I found this video by accident while looking for another TED talk that I wanted to share on the blog. I’m so glad I did because it forever changed my perspective.

Without further ado, the TED talk is embedded below. It’s 13.5 minutes and well worth the watch.

At the end of the day I reach the same conclusion as Heather in her video. Avoiding labeling a situation allows me to be more mindful, and I can feel myself observing and thinking about things more deeply than I had before.

It also has been making it a bit easier for me (a recovering former perfectionist like so many of you that I know) to take entrepreneurial risks.

When things go “wrong” it makes it easier to accept them as learning experiences.

When doing something new and groundbreaking, there are going to be mistakes. And whether they are good or bad, it’s hard to say right now.

Only time will tell.

On that vein, one of favorite quotes from this talk is:

“By gripping tightly to the story of good or bad I close down my ability to truly see a situation. I learn more when I proceed and loosen my grip and proceed openly and with curiosity and wonder.”

In manufacturing, supply chain, management, and science, a universal truth is that in order to succeed we need to keep our eyes wide open – a “bad process,” “bad supplier,” “bad employee,” or a “bad result” could all be critically important opportunities if we can bring ourselves to step back and delabel the situation before making a plan for how to proceed.

If you didn’t view it as a bad process, would you throw the whole thing out the window? Or would you study it and figure out how it worked and then make incremental adjustments, avoiding whiplash for your employees and encouraging steady efficiency growth?

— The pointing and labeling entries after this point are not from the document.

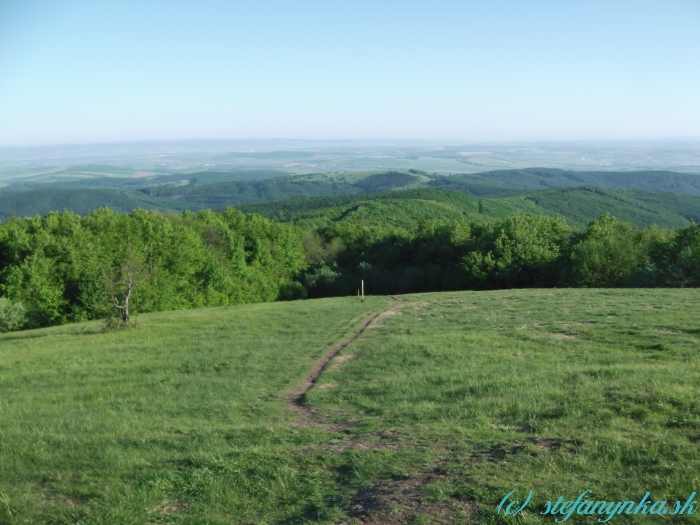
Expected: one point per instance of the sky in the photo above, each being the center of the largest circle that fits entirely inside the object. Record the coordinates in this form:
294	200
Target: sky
93	71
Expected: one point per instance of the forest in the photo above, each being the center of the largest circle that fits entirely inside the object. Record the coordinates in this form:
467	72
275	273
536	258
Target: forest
62	267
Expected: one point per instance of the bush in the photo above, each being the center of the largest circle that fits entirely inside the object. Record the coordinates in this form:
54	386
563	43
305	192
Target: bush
12	315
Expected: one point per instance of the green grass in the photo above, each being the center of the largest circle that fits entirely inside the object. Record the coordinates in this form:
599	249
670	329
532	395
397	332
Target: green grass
446	405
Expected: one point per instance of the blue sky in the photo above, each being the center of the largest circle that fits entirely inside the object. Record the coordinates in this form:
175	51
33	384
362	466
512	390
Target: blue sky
78	71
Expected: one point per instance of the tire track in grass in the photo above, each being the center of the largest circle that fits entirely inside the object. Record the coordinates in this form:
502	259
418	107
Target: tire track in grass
298	396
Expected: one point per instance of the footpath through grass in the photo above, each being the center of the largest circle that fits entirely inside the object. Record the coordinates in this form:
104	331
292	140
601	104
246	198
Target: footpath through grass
431	416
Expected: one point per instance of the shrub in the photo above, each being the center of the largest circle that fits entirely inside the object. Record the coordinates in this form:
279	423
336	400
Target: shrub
12	315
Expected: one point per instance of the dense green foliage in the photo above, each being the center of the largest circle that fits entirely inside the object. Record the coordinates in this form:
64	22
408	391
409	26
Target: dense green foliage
62	267
433	415
500	193
577	205
503	182
520	251
56	265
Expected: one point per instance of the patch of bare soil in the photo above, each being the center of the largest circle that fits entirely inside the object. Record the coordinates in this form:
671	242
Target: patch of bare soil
383	439
297	398
400	502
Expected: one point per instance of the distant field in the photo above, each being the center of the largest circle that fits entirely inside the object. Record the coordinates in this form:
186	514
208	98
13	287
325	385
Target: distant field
442	406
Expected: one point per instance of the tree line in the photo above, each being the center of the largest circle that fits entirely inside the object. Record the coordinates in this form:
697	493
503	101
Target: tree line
62	268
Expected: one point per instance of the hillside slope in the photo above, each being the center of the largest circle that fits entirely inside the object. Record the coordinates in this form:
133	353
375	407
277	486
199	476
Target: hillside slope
203	190
407	208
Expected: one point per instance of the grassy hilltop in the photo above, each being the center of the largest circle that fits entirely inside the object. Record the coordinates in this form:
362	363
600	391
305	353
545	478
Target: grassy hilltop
442	406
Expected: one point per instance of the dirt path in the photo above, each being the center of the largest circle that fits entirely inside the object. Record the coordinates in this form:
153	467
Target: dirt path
296	398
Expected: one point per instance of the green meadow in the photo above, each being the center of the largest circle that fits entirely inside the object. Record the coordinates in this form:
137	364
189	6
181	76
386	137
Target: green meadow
443	405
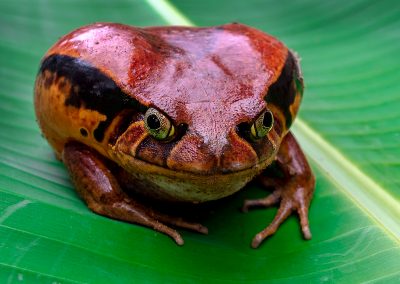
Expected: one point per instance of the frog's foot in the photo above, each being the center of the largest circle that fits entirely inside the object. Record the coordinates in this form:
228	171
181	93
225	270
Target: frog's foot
129	210
292	198
101	191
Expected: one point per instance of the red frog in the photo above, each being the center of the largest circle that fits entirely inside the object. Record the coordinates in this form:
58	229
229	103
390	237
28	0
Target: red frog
178	114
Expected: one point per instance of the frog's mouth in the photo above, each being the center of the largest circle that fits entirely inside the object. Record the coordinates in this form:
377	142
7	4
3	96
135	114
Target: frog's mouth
167	184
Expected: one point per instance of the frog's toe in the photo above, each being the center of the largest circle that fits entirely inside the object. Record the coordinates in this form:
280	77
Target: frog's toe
181	223
283	212
268	201
302	211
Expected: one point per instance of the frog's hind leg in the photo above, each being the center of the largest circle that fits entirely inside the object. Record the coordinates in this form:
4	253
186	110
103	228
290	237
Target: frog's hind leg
293	191
101	191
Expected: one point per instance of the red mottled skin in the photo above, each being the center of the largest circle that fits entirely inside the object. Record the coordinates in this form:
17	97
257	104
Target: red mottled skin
210	79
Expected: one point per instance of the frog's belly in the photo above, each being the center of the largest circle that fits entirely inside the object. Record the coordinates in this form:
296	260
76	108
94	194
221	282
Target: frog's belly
162	183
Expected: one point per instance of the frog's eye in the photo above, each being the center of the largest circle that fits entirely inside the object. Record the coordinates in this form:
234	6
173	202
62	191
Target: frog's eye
262	125
158	125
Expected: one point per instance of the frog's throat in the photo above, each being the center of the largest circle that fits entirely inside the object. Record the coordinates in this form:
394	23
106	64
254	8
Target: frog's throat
167	184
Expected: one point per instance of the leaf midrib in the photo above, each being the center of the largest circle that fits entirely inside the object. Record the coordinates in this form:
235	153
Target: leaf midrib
369	196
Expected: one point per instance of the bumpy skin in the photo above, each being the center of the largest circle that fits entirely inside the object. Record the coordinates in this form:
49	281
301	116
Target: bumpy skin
96	83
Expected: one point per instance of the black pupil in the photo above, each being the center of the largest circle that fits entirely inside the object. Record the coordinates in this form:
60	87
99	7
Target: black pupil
267	120
153	122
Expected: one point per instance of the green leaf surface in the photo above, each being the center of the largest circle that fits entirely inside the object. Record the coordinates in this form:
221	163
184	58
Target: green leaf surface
349	127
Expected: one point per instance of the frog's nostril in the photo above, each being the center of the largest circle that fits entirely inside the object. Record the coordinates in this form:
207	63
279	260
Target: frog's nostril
181	130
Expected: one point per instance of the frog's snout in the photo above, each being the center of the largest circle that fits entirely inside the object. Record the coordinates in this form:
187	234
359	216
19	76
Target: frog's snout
228	155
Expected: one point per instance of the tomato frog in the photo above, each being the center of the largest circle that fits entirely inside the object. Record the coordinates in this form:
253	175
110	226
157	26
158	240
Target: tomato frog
177	114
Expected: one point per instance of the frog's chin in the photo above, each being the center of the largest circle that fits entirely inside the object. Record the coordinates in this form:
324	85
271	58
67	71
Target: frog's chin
166	184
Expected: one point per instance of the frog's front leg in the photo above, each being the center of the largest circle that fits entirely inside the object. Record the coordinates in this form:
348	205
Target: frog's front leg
294	190
101	191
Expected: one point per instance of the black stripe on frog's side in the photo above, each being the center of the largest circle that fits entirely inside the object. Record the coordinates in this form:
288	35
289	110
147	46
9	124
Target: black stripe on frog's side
283	92
91	89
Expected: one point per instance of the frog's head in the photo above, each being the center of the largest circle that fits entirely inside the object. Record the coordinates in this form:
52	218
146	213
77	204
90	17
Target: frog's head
218	100
204	104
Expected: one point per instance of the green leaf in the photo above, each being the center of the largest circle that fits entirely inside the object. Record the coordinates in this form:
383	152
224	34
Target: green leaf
349	126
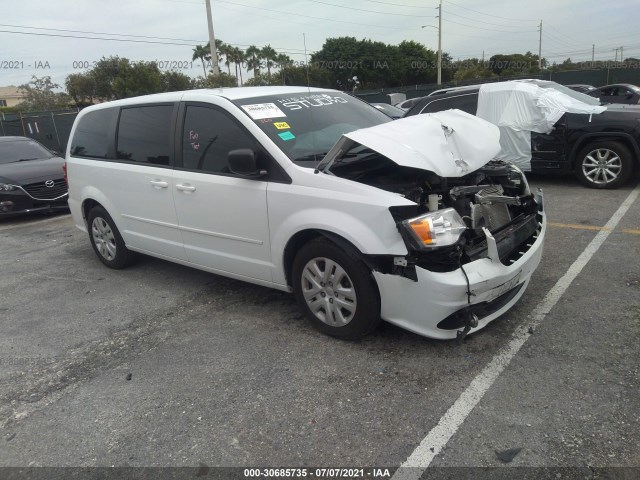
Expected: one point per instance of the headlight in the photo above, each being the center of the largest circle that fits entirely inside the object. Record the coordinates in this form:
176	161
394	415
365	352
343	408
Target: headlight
435	229
525	190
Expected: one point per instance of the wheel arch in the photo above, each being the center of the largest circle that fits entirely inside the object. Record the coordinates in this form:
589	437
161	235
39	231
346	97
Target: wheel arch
301	238
623	138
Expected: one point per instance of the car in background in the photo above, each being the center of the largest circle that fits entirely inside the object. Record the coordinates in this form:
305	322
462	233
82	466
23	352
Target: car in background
407	104
617	93
601	150
393	112
31	178
581	87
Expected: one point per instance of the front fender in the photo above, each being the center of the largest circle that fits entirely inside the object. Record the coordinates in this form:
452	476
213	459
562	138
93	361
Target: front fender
372	233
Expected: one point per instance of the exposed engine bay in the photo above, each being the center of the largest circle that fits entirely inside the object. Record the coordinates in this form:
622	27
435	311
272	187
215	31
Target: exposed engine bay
494	198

If you didn’t view them as a bad employee, but dug deep to gain understanding and worked to improve the root causes of unacceptable behaviors with them, how much money could you save your company in recruitment, training time, etc.?

And of course any science experiment giving what appear initially to be troublesome results is a golden opportunity for either growth in skills of the operator due to some mistake they made or growth in understanding of the system that dealt the result.

I’ve also applied the parable Heather shares to my personal career journey -

I was laid off from a role I loved in a company with great benefits and people. Good or bad? Hard to say.

I had a handful of job interviews where I wasn’t quite the right fit for the hiring manager. Good or bad? Hard to say.

One job interview seemed to go well but then I was told the company could not fund the role. Good or bad? Hard to say.

I asked the hiring manager from that interview if they’d like to stay in touch and perhaps get coffee sometime since I enjoyed talking with them and they agreed to meet with me sometime in the future.

A few weeks later, they asked if I’d be interested in working with their company on a very short contract as a consultant since they saw I had a consulting business. Good or bad? Hard to say. But of course I took the contract!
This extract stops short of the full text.